After eating popcorn every night for several months as an undergraduate, I can barely stand the smell of the stuff now, so it's surprising that I still like tuna. Tuesday night found me in Boulder, at Zolo, eating seared ahi. Crisp on the outside, barely warmed on the inside, it was tender and tasty, with cilantro pesto and a citrus/soy/wasabi sauce. Along with tasty sweet potatoes and stir-fried veggies (mostly bok choy, but there seemed to be some jicama in the mix too), it was a splendid meal. The tequila-lime sorbet on the menu sounded tempting for dessert, but, alas, they were out of it, so I settled for just a cup of decaf.

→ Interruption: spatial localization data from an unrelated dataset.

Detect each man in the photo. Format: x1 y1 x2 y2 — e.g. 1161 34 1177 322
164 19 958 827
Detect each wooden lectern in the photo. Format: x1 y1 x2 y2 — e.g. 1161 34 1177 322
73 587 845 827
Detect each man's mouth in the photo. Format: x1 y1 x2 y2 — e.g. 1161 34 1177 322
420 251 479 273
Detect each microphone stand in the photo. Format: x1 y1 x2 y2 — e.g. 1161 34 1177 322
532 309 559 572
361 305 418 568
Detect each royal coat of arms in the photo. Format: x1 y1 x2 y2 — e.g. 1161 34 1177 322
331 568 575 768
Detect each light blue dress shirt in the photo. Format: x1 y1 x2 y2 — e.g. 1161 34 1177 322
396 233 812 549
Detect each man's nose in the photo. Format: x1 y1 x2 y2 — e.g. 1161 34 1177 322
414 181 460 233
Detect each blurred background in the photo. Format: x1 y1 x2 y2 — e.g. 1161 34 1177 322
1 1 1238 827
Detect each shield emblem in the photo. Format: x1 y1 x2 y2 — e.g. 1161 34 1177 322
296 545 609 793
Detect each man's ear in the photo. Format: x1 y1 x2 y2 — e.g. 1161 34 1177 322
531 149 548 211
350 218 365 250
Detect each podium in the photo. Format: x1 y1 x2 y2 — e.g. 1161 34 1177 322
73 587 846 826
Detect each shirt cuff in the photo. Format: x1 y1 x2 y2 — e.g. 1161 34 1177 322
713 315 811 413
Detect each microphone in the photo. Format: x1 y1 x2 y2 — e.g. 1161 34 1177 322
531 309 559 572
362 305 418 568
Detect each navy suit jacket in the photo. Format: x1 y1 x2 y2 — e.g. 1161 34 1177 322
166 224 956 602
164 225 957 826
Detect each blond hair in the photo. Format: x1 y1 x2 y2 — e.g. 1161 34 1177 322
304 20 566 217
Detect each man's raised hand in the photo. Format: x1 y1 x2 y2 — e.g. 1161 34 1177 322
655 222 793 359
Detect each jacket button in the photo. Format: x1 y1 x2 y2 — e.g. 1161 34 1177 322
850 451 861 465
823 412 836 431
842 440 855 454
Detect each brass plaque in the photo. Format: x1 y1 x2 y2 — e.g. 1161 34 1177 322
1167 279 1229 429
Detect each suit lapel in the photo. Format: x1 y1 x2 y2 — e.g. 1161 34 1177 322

And Wednesday night, I followed a fruitful book browse (two of Tim Severin's out-of-print books!) with dinner at Redfish. They've changed their menu some, but they still have bronzed ahi. Again, it's just seared, essentially raw inside. They serve it with a creole mustard sauce, rather bland white rice (I preferred the garlic mashed potatoes it used to come with) and green beans. A good meal doesn't quite make up for a rained-out baseball game (I'd hoped to go to Coors Field with some colleagues, but it was very wet and disgustingly cold), but it does help make a business trip more tolerable.
I once saw a Videolog episode about tuna processing. (I should explain that Videolog is a local PBS thing. Huell Howser makes miniature documentaries about everything from an elementary school accordion band to, well, tuna processing. He is considered a local hero and could probably get elected mayor of Los Angeles without a challenge.) There are several types of fish that are marketed as tuna, from the sushi-grade ahi that I feasted on in Boulder to the humble bluefin. Some are eaten raw or seared, some marinated and cooked on the grill, some canned and eaten as part of "dairy for dinner." Fishing is hard work and so is canning. Dolphin safe nets or trawling lines don't take the danger out of weeks on the high seas.
Consider the tuna and treat it with respect.